Human NT2 neural precursor-derived tumor-infiltrating cells as delivery vehicles for treatment of glioblastoma

Abstract

Neural stem cells used as a cellular vehicle have been proven effective in targeting glioblastomas in animal models. In an attempt to identify human sources of such cellular vehicles other than human brain tissue, we tested whether the well-established human NT2 cell line, which shares many characteristics of neural precursor cells, could be used to derive new cellular vehicles with glioma tropism. After treating NT2 cells with retinoic acid for 2 weeks, we isolated, using Boyden chambers, a group of NT2 cells that migrated toward human U87 glioblastoma cells.
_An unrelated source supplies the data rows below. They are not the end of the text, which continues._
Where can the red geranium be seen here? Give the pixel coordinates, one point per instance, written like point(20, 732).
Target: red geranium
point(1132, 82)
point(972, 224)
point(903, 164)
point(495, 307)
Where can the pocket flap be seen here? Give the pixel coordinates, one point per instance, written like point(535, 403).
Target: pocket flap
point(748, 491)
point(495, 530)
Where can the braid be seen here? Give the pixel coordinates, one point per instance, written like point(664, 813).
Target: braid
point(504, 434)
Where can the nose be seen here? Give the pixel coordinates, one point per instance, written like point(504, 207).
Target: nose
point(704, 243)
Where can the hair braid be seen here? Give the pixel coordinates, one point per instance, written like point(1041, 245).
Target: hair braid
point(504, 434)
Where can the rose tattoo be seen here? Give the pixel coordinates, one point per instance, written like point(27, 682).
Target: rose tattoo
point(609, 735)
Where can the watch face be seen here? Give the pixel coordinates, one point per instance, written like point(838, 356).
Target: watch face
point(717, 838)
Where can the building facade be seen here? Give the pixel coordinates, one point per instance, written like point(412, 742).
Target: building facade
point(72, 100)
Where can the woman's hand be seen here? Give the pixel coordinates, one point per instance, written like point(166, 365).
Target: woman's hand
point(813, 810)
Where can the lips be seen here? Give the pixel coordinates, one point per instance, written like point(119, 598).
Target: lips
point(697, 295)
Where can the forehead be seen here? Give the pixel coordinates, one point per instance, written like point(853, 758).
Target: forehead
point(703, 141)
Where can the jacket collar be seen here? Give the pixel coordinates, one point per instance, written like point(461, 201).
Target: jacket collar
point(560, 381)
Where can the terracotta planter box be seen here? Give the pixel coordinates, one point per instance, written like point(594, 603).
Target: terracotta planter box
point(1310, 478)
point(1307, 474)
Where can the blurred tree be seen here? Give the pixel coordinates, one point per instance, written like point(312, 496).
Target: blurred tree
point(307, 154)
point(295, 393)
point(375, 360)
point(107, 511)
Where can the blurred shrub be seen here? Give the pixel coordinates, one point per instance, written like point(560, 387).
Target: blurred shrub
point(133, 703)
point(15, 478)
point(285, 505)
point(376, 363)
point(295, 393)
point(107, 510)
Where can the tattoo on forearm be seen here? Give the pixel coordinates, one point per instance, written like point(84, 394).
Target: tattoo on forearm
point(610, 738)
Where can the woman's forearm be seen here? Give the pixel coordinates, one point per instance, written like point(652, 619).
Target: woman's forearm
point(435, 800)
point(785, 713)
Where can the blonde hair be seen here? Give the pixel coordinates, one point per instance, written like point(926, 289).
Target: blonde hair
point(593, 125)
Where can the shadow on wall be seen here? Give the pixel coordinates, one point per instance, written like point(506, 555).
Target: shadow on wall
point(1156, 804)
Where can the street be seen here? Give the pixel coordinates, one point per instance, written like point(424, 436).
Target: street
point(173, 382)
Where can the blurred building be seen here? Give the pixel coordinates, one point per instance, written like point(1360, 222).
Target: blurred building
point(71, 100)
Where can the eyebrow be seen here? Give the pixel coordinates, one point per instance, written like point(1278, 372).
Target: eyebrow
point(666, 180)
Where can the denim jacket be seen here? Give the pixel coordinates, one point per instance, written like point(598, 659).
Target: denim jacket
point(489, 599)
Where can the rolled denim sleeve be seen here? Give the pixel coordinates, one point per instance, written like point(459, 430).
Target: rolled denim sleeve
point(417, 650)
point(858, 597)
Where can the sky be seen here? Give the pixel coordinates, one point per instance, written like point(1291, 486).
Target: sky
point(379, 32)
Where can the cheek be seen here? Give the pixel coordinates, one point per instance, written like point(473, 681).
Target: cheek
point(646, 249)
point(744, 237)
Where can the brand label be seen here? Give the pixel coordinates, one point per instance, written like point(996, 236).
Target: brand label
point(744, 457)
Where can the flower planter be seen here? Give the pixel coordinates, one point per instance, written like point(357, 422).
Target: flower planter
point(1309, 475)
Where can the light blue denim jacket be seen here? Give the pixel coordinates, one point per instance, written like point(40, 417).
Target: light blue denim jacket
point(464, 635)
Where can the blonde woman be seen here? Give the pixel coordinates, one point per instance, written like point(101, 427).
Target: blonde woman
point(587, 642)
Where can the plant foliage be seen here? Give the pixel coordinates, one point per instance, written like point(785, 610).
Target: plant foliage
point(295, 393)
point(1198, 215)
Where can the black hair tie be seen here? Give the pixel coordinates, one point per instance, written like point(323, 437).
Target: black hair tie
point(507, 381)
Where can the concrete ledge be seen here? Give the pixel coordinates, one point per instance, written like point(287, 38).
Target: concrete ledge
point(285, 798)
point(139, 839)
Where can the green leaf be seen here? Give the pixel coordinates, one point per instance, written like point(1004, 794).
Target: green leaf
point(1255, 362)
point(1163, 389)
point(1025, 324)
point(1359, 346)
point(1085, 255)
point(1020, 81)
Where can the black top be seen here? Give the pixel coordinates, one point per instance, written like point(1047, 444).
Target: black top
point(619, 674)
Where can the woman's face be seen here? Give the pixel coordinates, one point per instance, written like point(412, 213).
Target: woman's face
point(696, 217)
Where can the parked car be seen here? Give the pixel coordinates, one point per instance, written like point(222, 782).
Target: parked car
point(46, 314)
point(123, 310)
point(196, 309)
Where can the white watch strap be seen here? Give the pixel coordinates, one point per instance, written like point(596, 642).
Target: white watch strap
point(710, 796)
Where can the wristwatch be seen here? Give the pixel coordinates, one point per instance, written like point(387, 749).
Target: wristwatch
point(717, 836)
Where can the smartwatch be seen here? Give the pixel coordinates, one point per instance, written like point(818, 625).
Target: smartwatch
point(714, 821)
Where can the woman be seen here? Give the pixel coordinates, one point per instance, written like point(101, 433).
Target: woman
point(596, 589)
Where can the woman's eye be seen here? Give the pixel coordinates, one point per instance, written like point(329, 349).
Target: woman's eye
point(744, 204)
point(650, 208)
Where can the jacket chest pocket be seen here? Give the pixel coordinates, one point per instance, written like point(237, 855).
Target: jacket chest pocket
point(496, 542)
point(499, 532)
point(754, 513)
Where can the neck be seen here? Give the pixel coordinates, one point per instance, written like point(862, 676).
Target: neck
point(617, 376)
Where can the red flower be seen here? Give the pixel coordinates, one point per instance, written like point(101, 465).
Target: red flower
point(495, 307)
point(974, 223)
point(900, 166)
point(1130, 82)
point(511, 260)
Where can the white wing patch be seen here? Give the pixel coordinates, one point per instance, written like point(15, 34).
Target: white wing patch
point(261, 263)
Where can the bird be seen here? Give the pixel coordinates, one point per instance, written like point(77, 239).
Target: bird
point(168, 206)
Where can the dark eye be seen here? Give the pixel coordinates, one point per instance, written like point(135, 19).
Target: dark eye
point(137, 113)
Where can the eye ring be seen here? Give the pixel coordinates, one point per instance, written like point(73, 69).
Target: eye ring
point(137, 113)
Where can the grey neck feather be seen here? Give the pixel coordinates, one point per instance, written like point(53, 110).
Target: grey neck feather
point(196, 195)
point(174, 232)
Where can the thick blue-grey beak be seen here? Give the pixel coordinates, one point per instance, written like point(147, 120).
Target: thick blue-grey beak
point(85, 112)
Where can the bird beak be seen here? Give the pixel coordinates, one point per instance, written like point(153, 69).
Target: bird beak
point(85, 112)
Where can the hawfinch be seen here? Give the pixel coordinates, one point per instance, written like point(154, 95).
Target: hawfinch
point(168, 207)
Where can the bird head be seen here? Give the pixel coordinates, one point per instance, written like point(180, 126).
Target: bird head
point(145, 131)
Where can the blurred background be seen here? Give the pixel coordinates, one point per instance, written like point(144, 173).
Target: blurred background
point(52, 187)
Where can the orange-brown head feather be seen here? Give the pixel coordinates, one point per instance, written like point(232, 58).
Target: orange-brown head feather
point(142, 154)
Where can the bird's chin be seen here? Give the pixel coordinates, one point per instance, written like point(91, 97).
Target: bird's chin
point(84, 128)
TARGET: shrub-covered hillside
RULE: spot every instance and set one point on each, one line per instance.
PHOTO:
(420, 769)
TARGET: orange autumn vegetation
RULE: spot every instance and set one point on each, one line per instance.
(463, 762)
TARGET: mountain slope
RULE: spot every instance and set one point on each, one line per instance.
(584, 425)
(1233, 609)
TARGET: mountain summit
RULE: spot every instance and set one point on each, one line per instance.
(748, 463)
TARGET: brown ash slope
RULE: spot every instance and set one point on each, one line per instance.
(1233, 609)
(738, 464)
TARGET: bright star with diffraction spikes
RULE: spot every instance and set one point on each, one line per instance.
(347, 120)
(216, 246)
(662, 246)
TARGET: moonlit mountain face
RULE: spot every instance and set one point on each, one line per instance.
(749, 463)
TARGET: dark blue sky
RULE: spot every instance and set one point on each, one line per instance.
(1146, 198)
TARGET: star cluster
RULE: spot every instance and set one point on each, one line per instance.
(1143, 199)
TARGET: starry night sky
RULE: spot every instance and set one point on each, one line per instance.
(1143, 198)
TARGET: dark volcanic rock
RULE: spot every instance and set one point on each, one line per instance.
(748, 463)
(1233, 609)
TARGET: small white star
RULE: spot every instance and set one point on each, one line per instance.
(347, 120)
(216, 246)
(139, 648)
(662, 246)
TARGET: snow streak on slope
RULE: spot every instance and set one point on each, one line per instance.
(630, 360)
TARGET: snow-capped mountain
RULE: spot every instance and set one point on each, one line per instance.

In mice, these cells could home in on intracranial U87 glioblastoma xenografts after systemic administration via the tail vein. To test the feasibility of using these tumor-infiltrating cells for targeted glioma therapy, we injected them, after introducing the herpes simplex virus thymidine kinase gene into the cells, into the brain side contralateral to a site preinoculated with U87 cells. After ganciclovir injection, we observed inhibition of tumor growth and significantly prolonged survival of tumor-inoculated animals. NT2 cells are stable, easy to cultivate, and amenable to scale-up for cell production, and thus our method holds promise for generating a human cell-based delivery vehicle for clinical cancer therapy. © Mary Ann Liebert, Inc.